Bernanos, par exemple, n’avait rien d’un tiède. Monarchiste convaincu et catholique ardent, il écrit, note Birnbaum, en « soldat de la plume ». En 1938, pourtant, dans Les grands cimetières sous la lune, il prend parti contre son camp naturel en dénonçant sans ménagement les crimes du général Franco et de ses alliés catholiques. C’est parce qu’il est chrétien qu’il pourfend les curés espagnols qui justifient les répressions antirépublicaines en priant Jésus. Sa modération n’est pas tranquille ; elle a l’intensité de sa lucidité devant le fanatisme assassin de son clan. Au nom de la vérité, Bernanos se dresse contre sa famille politique. Orwell, en face, en fera autant, en fustigeant les mensonges de la presse de gauche pendant la guerre d’Espagne.
Dans sa critique du dogmatisme communiste, comme dans ses prises de position dans le dossier de l’indépendance algérienne, Albert Camus se mettra tout le monde à dos, par son refus du manichéisme. Identifié à la droite gaulliste, Raymond Aron, qui se disait « modéré avec excès », heurtera ses amis en concluant à la solution de l’Algérie indépendante. On imagine mal le courage qu’il a fallu à ces intellectuels, en ces époques enflammées, pour se présenter là où on ne les attendait pas.

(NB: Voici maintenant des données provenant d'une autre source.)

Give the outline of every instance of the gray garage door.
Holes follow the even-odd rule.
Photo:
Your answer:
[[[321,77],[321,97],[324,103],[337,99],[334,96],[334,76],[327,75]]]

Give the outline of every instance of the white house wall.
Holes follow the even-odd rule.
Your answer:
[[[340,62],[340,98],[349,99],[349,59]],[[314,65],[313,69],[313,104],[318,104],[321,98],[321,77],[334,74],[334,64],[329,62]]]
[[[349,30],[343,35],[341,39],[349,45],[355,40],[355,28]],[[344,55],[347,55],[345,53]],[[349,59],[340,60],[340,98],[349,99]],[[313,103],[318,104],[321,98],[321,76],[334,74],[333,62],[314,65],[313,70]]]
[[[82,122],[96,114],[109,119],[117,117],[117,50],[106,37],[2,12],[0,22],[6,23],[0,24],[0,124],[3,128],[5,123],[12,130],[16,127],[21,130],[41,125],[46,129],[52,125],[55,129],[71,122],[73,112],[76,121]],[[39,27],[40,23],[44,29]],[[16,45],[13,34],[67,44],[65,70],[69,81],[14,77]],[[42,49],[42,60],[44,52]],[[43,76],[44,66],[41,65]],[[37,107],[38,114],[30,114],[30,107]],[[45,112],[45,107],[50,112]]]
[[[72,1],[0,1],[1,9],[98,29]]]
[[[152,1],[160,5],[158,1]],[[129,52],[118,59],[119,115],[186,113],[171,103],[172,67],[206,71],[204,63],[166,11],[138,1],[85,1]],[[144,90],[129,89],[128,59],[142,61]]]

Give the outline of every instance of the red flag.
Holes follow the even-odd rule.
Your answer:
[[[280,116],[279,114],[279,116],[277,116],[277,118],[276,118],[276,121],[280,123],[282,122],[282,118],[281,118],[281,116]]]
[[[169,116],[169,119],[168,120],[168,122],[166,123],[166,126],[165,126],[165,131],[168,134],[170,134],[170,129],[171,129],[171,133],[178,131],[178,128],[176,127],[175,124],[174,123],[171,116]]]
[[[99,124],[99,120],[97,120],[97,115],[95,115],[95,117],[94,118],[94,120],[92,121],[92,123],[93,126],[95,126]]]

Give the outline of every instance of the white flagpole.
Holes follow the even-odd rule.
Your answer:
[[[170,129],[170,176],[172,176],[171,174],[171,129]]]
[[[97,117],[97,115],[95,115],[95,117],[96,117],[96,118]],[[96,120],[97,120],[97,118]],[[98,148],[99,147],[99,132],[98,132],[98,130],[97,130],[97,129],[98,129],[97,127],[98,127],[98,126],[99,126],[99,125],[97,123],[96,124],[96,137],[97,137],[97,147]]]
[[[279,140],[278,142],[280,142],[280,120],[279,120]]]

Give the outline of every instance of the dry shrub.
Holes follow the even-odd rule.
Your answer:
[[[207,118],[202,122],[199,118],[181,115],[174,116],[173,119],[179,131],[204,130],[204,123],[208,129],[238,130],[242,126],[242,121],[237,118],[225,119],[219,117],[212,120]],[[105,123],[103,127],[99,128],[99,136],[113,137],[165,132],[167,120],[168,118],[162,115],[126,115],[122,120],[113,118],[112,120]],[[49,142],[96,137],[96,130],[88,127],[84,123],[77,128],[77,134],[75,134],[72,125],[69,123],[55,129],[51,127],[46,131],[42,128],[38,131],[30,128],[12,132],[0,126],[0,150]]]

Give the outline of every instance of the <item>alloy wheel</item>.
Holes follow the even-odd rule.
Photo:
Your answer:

Partisan du « respect nuancé de toutes les croyances », Aron, en 1957, formulait son credo. « L’homme, affirmait-il, aliène son humanité et s’il renonce à chercher et s’il s’imagine avoir le dernier mot. » La leçon n’a pas vieilli.
La conscience des limites
Les penseurs réunis par Birnbaum dans Le courage de la nuance partagent une conception de l’être humain qui emprunte à la culture grecque, à la métaphysique chrétienne du Mal et à la théorie freudienne et qui explique leur refus de la démesure. Des anciens Grecs, explique Birnbaum, Camus a retenu un sens de la « limite posée à la fatuité des esprits qui croient tout savoir » ; catholique, Bernanos connaît les tourments de toute âme et écrit qu’« on ne se méfie jamais assez de soi-même » ; lectrice de Freud et élevée dans la religion chrétienne, l’ethnologue et résistante Germain Tillion insiste sur la fragilité de l’homme devant le pire et note que « l’humanité, c’est quelque chose de dangereux ».
Roland Barthes craignait, lui aussi, les discours agressifs, qu’il n’a pas toujours su éviter, et la langue de bois. Pour les déjouer, il proposait la littérature comme école de la nuance. « La science est grossière, la vie est subtile, et c’est pour corriger cette distance que la littérature nous importe », écrivait-il.
Birbaum retient la leçon. Aux inspirants portraits réunis dans son ouvrage, il ajoute un vibrant éloge de l’essai, « ce type de livre inclassable, à la charnière de la littérature et de la pensée », genre par excellence pour « faire droit à la nuance », dans lequel le savoir n’exclut pas l’émotion et « dont la force n’est pas de trancher mais d’arpenter ces territoires contrastés où la reconnaissance de nos incertitudes nourrit la recherche du vrai ». La littérature, donc, et plus particulièrement l’essai, genre pratiqué par les admirables penseurs ici présentés, comme antidote à la superficialité, à l’agressivité et à la bête arrogance des réseaux sociaux et des médias de l’immédiateté. Essayons, avant qu’il ne soit trop tard.